Hélas ! ces simples et gracieuses amours, qui auraient dû couler sous un ciel tranquille, se formaient au moment des orages ! Malheureux, ô vous qui commencez à vivre quand les révolutions éclatent ! Amour, amitié, repos, ces biens qui composent le bonheur des autres hommes vous manqueront ; vous n’aurez le temps ni d’aimer ni d’être aimés. Dans l’âge où tout est illusion, l’affreuse vérité vous poursuivra ; dans l’âge où tout est espérance, vous n’en nourrirez aucune : il vous faudra briser d’avance les liens de la vie, de peur de multiplier des nœuds qui si tôt doivent se rompre !

René, vivant en lui-même, et comme hors du monde qui l’environnait, voyait à peine ce qui se passait autour de lui ; il ne faisait rien pour détruire des calomnies qu’il ignorait, ou qu’il aurait méprisées s’il les eût connues, calomnies qui n’en allaient pas moins accumuler sur sa tête des malheurs publics et des chagrins domestiques. Se renfermant au sein de ses douleurs et de ses rêveries, dans cette espèce de solitude morale il devenait de plus en plus farouche et sauvage : impatient de tout joug, importuné de tout devoir, les soins qu’on lui rendait lui pesaient : on le fatiguait en l’aimant.

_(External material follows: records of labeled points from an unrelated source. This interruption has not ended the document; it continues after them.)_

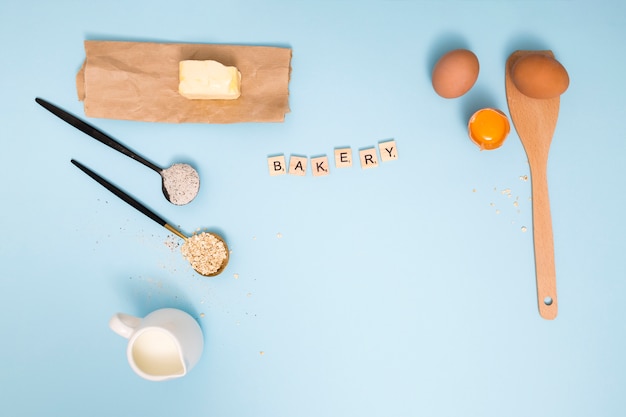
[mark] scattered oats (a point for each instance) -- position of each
(205, 252)
(172, 242)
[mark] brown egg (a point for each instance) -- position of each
(455, 73)
(538, 75)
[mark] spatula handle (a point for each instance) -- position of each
(544, 243)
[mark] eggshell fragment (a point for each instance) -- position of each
(539, 75)
(455, 73)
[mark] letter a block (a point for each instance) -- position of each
(297, 165)
(276, 165)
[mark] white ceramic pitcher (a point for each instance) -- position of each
(165, 344)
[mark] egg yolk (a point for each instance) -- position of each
(488, 128)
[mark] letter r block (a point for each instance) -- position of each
(368, 158)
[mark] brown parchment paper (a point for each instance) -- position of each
(139, 81)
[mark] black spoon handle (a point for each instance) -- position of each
(121, 194)
(95, 133)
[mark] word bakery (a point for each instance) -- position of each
(343, 159)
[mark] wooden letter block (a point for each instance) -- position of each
(276, 165)
(368, 158)
(343, 157)
(319, 166)
(297, 165)
(388, 150)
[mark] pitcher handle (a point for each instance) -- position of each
(124, 324)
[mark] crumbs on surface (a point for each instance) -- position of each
(205, 252)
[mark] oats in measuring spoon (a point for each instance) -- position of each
(205, 252)
(180, 183)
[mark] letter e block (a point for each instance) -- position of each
(368, 158)
(319, 166)
(343, 157)
(297, 165)
(276, 165)
(388, 150)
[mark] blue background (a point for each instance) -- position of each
(403, 290)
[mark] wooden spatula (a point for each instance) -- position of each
(535, 121)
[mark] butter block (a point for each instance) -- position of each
(208, 80)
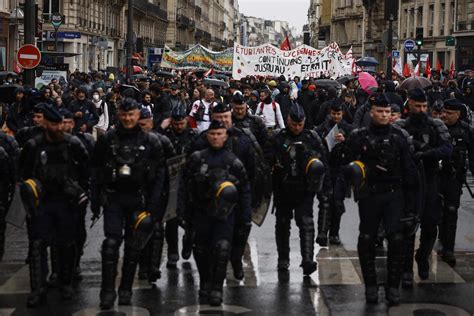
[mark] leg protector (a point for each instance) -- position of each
(239, 242)
(110, 254)
(220, 258)
(282, 236)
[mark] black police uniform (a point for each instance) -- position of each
(453, 173)
(9, 153)
(129, 173)
(387, 195)
(241, 144)
(57, 173)
(432, 143)
(331, 222)
(214, 227)
(294, 189)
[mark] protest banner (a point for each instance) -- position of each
(303, 61)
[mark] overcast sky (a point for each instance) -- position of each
(293, 11)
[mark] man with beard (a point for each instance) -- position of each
(85, 113)
(53, 166)
(432, 143)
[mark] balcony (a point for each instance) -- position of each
(150, 9)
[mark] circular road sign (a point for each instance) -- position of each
(409, 45)
(28, 56)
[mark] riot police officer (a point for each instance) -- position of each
(453, 173)
(181, 136)
(242, 119)
(432, 143)
(243, 144)
(9, 153)
(331, 222)
(384, 176)
(299, 166)
(129, 173)
(54, 169)
(216, 183)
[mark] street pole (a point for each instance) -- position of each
(30, 27)
(390, 47)
(129, 39)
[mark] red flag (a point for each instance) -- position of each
(406, 70)
(208, 73)
(428, 68)
(285, 45)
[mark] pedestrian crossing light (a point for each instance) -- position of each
(419, 36)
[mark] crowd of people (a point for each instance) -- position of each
(99, 144)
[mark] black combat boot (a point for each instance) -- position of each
(407, 269)
(67, 262)
(129, 268)
(427, 241)
(282, 236)
(394, 268)
(110, 254)
(307, 245)
(239, 242)
(38, 271)
(366, 250)
(218, 271)
(202, 258)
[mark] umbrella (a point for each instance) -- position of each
(367, 61)
(415, 82)
(7, 93)
(327, 83)
(367, 82)
(345, 79)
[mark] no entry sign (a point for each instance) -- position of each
(29, 56)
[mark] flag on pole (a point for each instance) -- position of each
(451, 71)
(208, 73)
(285, 45)
(428, 68)
(406, 71)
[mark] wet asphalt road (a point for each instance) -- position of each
(336, 288)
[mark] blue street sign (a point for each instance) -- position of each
(409, 45)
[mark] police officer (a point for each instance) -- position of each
(216, 183)
(129, 173)
(453, 173)
(88, 141)
(243, 144)
(432, 143)
(54, 169)
(299, 165)
(150, 257)
(383, 153)
(241, 118)
(9, 153)
(181, 136)
(331, 222)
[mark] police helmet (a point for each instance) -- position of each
(31, 192)
(315, 171)
(355, 173)
(225, 199)
(142, 229)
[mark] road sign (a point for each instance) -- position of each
(28, 56)
(57, 19)
(409, 45)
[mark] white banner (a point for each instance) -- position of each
(303, 61)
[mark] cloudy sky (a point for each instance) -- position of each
(293, 11)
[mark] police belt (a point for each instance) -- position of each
(384, 188)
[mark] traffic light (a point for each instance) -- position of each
(419, 36)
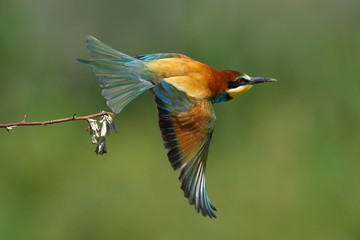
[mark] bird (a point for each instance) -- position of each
(184, 91)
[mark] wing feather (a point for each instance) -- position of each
(187, 124)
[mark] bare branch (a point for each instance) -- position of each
(10, 126)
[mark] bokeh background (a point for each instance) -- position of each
(284, 162)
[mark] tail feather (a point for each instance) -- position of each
(122, 77)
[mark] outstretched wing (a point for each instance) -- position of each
(187, 124)
(156, 56)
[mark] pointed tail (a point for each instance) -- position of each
(122, 77)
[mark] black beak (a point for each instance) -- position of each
(255, 80)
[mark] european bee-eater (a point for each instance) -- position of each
(184, 91)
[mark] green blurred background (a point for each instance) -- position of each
(284, 162)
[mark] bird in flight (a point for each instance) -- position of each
(184, 91)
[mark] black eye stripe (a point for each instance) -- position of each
(238, 82)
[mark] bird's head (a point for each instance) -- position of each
(242, 83)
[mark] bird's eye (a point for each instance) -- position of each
(238, 82)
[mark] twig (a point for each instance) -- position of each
(9, 126)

Il ne se plaisait qu’à errer à l’aventure ; il ne disait jamais ce qu’il devenait, où il allait ; lui-même ne le savait pas. Était-il agité de remords ou de passions, cachait-il des vices ou des vertus ? C’est ce qu’on ne pouvait dire. Il était possible de tout croire de lui, hors la vérité.

Assise à la porte de sa cabane, Céluta attendait son mari des journées entières. Elle ne l’accusait point, elle n’accusait qu’elle-même : elle se reprochait de n’avoir ni assez de beauté ni assez de tendresse. Dans la générosité de son amour, elle allait jusqu’à croire qu’elle pourrait devenir l’amie de toute autre femme maîtresse du cœur de René ; mais quand elle portait son enfant à son sein, elle ne pouvait s’empêcher de le baigner de larmes. Lorsque le frère d’Amélie revenait, Céluta apprêtait le repas ; elle ne prononçait que des paroles de douceur, elle ne craignait que de se rendre importune ; elle ébauchait un sourire qui expirait à ses lèvres ; et lorsque, jetant des regards furtifs sur René, elle le voyait pâle et agité, elle aurait donné toute sa vie pour lui rendre un moment de repos.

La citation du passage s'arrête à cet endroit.